Fig. C.

The back or flat part is held from you in shooting, and the bevelled or rounded part towards you. Scrape the bow with glass and smooth it with sandpaper.

To shape your bow lay it on a stout, flat piece of timber, and drive five ten-penny nails in the timber, one at the centre of your bow, and the others as in figure below, so as to bend the ends for about six inches in a direction contrary to the direction in which you draw the bow: ([Fig. D].)

Fig. D. (A and B are six inches from the ends. The bow is bent slightly at C.)

Your bow is now finished as far as the woodwork is concerned, and you may proceed to wrap it from end to end with silk or colored twine, increasing its elasticity and improving the appearance. The ends of the wrap must be concealed as in wrapping a fish-hook. Glue with Spaulding’s glue a piece of velvet or even red flannel around the middle to mark your handhold. The ends may in like manner be ornamented by glueing colored pieces upon them.

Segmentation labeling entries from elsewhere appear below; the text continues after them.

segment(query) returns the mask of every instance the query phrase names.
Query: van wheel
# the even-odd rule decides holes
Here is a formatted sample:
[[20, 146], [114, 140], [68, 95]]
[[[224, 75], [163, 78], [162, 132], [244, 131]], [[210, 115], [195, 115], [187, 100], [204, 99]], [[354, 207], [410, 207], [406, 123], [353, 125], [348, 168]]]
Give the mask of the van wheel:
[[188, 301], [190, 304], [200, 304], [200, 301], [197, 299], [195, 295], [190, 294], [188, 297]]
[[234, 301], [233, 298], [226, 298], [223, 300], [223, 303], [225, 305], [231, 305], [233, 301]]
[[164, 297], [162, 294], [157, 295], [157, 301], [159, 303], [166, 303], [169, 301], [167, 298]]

A hempen string, whipped in the middle with colored silk, to mark the place for your arrow nock to be put, in shooting, will make a very good string.

For arrows any light, tough wood, which splits straight, will do. I use white pine, which may be gotten from an ordinary store-box, and for hunting-arrows seasoned hickory. These must be trimmed straight and true, until they are in thickness about the size of ordinary cedar pencils, from twenty-five to twenty-eight inches in length. They must be feathered and weighted either with lead or copper, or by fastening on sharp awl-points or steel arrow-points with wire.